We have previously studied the dissociative adsorption of CO2 on Cu(100) using APXPS and DFT. In summary, exposure of the Cu surface to CO2 in the mbar range at temperatures above room temperature results in dissociation of CO2 into CO, that desorbs, and O that stays on the surface. The rate of the increase in O coverage, however, was not consistent with what one would expect from adsorption on the flat Cu(100) surface. Instead, we propose a model where the dissociation happen at atomic steps. The steps were found to both lower the activation barrier for the dissociation and separate the products, such that the probability for recombination is lowered.
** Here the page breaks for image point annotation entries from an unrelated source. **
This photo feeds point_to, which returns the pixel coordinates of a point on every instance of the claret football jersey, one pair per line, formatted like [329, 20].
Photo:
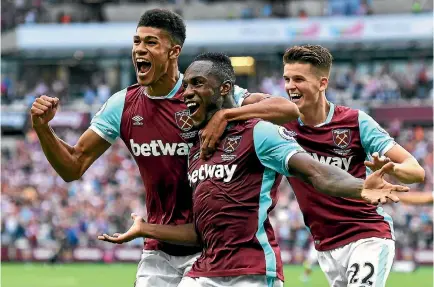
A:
[346, 139]
[158, 132]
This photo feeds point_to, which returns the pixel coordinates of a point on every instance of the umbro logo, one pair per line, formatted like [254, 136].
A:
[137, 120]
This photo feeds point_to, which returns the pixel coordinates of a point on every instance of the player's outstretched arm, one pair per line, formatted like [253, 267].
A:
[277, 110]
[334, 181]
[406, 169]
[278, 150]
[178, 234]
[70, 162]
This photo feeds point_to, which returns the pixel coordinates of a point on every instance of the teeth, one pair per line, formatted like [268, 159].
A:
[141, 60]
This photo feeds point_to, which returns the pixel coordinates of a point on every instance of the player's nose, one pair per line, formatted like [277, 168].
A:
[290, 86]
[188, 93]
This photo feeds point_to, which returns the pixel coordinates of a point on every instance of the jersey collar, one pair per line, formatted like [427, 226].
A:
[328, 119]
[172, 92]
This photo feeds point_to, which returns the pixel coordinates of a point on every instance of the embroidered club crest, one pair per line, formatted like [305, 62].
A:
[231, 143]
[341, 137]
[183, 120]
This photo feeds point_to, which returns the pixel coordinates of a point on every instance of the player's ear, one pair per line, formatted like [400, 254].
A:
[324, 82]
[174, 52]
[225, 88]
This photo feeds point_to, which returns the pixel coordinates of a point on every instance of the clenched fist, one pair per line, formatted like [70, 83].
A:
[43, 110]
As an obvious follow-up of this study, we have studied the dissociative adsorption of CO2 on Cu(911), which exposes five atoms wide (100) terraces separated by monatomic steps. In contrast to what we expected, the O coverage did not increase significantly faster on this stepped surface. Our preliminary analysis suggests that diffusion of O from one step to another reduces the effect of the steps separating O and CO, but also that the steps facilitate O diffusion to the subsurface region and possibly stabilisation of CO2 or CO3 species on the surface.
In this presentation we will report how we conclude that the steps control the dissociation and, especially, the present status of the studies of Cu(911).